One thing that surprised me was that I ended up talking to a lot of Chief Digital Officers, which is something that I rarely come across in the US.
In 99% of these instances, the CDO reported to the CIO or CTO; in all cases, the rise of the CDO is to accelerate the digitalization of an organization. Any system can be simplified into two parts: a front end and a backend. Often these backends still rely on mainframes and use old but robust programing languages. But, the flip side is that changes are difficult, costly, and slow.
What I saw in Europe, for the most part, was a separation of those two environments, where the CDO is now in charge of the front end (web, mobile app, end-user experience) using the latest frameworks, technology, and cloud providers, and relying on APIs to talk to the backend, ensuring reliability, data integrity, security, compliance and business continuity.
The CDO is really about making IT an enabler of business by quickly delivering new products to the end-user.
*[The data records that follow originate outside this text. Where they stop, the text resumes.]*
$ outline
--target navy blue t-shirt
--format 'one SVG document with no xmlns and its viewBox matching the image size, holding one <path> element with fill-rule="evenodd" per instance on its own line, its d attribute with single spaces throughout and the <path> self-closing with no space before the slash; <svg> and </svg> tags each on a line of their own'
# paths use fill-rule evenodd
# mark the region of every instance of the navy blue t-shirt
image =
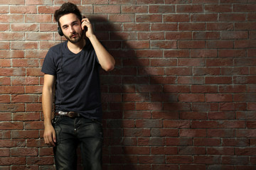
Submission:
<svg viewBox="0 0 256 170">
<path fill-rule="evenodd" d="M 98 62 L 90 40 L 74 54 L 65 41 L 50 48 L 42 67 L 55 76 L 55 111 L 75 111 L 92 119 L 102 119 Z"/>
</svg>

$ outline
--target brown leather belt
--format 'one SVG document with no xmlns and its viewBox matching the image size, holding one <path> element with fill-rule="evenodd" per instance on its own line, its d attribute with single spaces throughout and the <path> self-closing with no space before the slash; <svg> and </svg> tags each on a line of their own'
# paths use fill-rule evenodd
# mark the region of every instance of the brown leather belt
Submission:
<svg viewBox="0 0 256 170">
<path fill-rule="evenodd" d="M 79 113 L 73 112 L 73 111 L 70 111 L 70 112 L 58 111 L 58 112 L 55 113 L 55 115 L 65 115 L 65 116 L 68 116 L 68 117 L 69 117 L 70 118 L 78 118 L 78 117 L 81 116 L 79 114 Z"/>
</svg>

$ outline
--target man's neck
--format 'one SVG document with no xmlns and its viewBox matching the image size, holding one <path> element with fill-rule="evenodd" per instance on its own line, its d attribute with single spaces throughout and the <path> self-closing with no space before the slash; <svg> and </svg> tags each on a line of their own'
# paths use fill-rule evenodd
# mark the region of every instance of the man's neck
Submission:
<svg viewBox="0 0 256 170">
<path fill-rule="evenodd" d="M 68 47 L 72 52 L 78 54 L 85 47 L 85 44 L 86 41 L 85 39 L 82 39 L 77 43 L 73 43 L 70 41 L 68 41 Z"/>
</svg>

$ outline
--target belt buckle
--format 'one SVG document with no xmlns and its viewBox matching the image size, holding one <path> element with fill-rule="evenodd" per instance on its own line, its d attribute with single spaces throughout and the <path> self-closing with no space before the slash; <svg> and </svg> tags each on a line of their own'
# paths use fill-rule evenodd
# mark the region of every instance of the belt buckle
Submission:
<svg viewBox="0 0 256 170">
<path fill-rule="evenodd" d="M 70 111 L 68 112 L 67 115 L 71 118 L 75 118 L 75 117 L 78 117 L 79 114 L 78 114 L 78 113 L 73 112 L 73 111 Z"/>
</svg>

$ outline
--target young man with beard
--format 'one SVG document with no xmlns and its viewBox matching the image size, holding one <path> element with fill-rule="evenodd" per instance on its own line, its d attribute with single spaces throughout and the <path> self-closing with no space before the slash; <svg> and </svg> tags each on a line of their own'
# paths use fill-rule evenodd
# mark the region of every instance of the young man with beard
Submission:
<svg viewBox="0 0 256 170">
<path fill-rule="evenodd" d="M 50 48 L 42 67 L 45 143 L 54 147 L 57 169 L 76 169 L 78 144 L 84 169 L 102 169 L 99 68 L 111 71 L 115 62 L 76 5 L 65 3 L 55 11 L 54 18 L 59 34 L 68 41 Z"/>
</svg>

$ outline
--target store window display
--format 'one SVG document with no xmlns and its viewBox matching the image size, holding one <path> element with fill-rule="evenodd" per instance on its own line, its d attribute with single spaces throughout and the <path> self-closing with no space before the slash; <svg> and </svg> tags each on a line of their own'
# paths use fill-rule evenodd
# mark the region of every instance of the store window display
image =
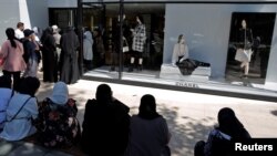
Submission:
<svg viewBox="0 0 277 156">
<path fill-rule="evenodd" d="M 238 43 L 235 59 L 240 62 L 240 69 L 244 70 L 243 77 L 248 76 L 249 62 L 252 61 L 253 33 L 247 28 L 246 20 L 242 20 L 242 28 L 238 31 Z"/>
<path fill-rule="evenodd" d="M 129 66 L 129 72 L 133 72 L 135 59 L 138 61 L 137 62 L 137 70 L 142 71 L 142 63 L 143 63 L 143 58 L 142 54 L 144 52 L 144 44 L 146 41 L 146 30 L 145 30 L 145 24 L 142 15 L 136 15 L 136 27 L 135 29 L 131 29 L 133 32 L 133 43 L 132 43 L 132 50 L 133 54 L 131 56 L 131 64 Z"/>
<path fill-rule="evenodd" d="M 186 44 L 184 34 L 179 34 L 177 43 L 174 44 L 172 65 L 178 66 L 183 75 L 191 75 L 198 66 L 211 66 L 209 63 L 189 59 L 188 46 Z"/>
</svg>

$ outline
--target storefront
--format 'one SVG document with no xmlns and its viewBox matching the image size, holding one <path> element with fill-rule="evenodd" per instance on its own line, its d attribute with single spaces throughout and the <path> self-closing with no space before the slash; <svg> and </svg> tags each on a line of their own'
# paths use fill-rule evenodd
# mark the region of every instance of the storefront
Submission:
<svg viewBox="0 0 277 156">
<path fill-rule="evenodd" d="M 68 9 L 66 17 L 73 23 L 82 17 L 81 27 L 94 35 L 92 66 L 84 65 L 86 79 L 196 92 L 277 95 L 275 1 L 78 2 Z M 78 9 L 82 10 L 80 17 Z M 50 14 L 59 10 L 50 7 Z M 64 15 L 53 17 L 58 25 L 66 23 Z M 247 31 L 242 31 L 243 21 Z M 181 39 L 187 48 L 178 44 Z M 250 42 L 250 51 L 246 51 L 246 41 Z M 137 44 L 140 48 L 135 48 Z M 248 52 L 248 61 L 238 61 L 238 49 Z M 178 61 L 173 59 L 174 51 L 178 56 L 188 55 L 174 64 Z"/>
</svg>

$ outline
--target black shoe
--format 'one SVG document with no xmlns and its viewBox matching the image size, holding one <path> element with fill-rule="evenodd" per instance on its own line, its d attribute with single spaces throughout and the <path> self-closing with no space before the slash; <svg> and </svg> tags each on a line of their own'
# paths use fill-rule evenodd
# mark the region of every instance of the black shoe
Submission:
<svg viewBox="0 0 277 156">
<path fill-rule="evenodd" d="M 127 69 L 127 72 L 133 72 L 134 70 L 133 70 L 133 67 L 132 66 L 130 66 L 129 69 Z"/>
</svg>

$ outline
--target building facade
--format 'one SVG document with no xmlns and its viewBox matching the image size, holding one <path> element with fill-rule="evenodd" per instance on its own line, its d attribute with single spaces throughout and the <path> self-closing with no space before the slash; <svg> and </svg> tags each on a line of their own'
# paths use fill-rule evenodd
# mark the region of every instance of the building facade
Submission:
<svg viewBox="0 0 277 156">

What was amazing was how pragmatic and data-driven these CDOs were with everything from systems telemetry to business analytics tools to end-user telemetry. And when I say pragmatic, I mean they’re not running toward the latest shiny toy or tool and being more responsible in their technology-buying decision process.
In the US, we are more focused on the CDO as some sort of an evolution of a Chief Marketing Officer that is only worried about millennials and digital natives.
I found this european touch to be more balanced, more in-touch with realities of delivering new products fast without compromising technology, security, data integrity, etc. The CDO is a bridge between technology and customers (not just the business), delivering what the customer wants faster, on the latest end-user devices.
What I am still struggling with is the need of a discussion around the necessity of a CDO; everything we use everyday is digital already! Does it mean we need a Chief Offline Officer or Chief Analog Officer?